So with that in mind, I am a regular visitor the our very own National Library.
Now, don't underestimate our National Library. Tho very much lacking as compared to libraries in other developed countries, there is still a wide range of books and novels that you could lend/borrow (I could never seem to get this right, someone pls correct me?).
And one of the novelist that I am following closely aside from Nicholas Sparks and Nora Roberts; is Jodi Picoult.
I have read her very first debut novel; Songs Of The Humpback Whale.
In this book, I love how she narrates the story by 5 different individuals - Jane, Oliver, Rebecca, Joley and Sam. What is unique is that her narration of Rebecca's experience is end to beginning. I have to admit that I was a lil confused when I started of with the novel, but after reading on, I manage to piece together what this whole novel was all about. I love the way that she must have really did her research to know and able to write so much about the Humpback whales and apple orchards.
The sypnosis of the novel as below :
In this novel, Jodi Picoult interweaves five rich narrative voices to tell a story of love, loss, and self-discovery. The voices belong to a mother, her daughter, and three very different men.
Jane had always lived in somebody's shadow. Escaping a childhood of abuse by marrying oceanographer Oliver Jones, she finds herself taking second place to his increasingly successful career. However, when her daughter Rebecca is slighted, Jane's dramatic stand takes them all by surprise.
Leaving Oliver and his whale tapes behind in San Diego, Jane and Rebecca set out to drive across America to Uncle Joley and the sanctuary of the Massachusetts apple orchard where he works. Joley directs Jane across the United States in a series of letters waiting for her in designated post offices. Each letter gives concise directions to the next post office; each letter provides Jane with a chance to reflect on her forgotten past.
Oliver, used to tracking male humpback whales across vast oceans, now has the task of tracking his tantalizingly unpredictable wife across a continent. To do so he must learn to see the world-- and even himself-- through her eyes.
Songs of the Humpback Whale is a powerful and sensitive novel of family life that questions how songs are passed down from male speaker to male speaker, but also examines the female tradition of listening that women unconsciously pass on to their daughters.
I have also read Second Glance, which is very much an unconventional love story.

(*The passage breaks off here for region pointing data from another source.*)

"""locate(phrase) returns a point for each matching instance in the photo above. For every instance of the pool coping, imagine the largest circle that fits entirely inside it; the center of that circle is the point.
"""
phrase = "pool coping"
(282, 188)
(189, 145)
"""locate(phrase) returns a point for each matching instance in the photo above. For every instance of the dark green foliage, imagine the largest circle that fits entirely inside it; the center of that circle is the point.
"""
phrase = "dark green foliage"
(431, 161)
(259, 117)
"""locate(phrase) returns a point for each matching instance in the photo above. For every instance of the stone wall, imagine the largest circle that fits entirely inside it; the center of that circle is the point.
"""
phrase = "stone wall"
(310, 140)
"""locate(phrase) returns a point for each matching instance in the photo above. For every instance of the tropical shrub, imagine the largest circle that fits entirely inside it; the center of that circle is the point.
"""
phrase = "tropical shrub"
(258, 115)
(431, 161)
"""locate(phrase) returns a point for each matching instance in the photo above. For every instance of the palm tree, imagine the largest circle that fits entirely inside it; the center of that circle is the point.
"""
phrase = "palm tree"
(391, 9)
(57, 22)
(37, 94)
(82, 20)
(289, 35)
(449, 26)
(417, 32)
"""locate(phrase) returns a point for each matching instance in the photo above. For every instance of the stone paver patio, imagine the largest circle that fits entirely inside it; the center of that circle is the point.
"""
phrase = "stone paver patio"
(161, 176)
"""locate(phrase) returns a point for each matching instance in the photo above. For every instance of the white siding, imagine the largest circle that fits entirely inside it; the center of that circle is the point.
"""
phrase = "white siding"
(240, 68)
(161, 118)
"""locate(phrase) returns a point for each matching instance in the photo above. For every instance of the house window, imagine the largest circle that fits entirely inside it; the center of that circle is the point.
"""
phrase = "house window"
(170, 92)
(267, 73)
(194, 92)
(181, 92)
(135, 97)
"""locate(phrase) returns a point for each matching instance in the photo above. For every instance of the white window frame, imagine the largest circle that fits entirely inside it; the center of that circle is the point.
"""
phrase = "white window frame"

Do we love across time? Or in spite of it?
This was the first two sentence in the synopsis that caught my attention. As I read on, I was very much swooned by her quirky, likeable characters; the mysterious elements of magical realism of the supernatural world; and the more serious social critiques on sensitive topics such as genetic selection and races.
I am now halfway through Perfect Match; which is basically a story about the battle of the parents of a sexually abused 5 year old boy.
I have to admit that this is the best Jodi's novel I have read so far.
It did started off kind of slow, mild, almost static plot, but as pages and pages were turned, the plot starts to thicken, and midway to the story, there were sharp twists here and there; at it was then that I started to flip the pages at a faster pace.
When we are struck at without a reason, we should strike back again very hard; I am sure we should - so hard as to teach the person who struck us never to do it again.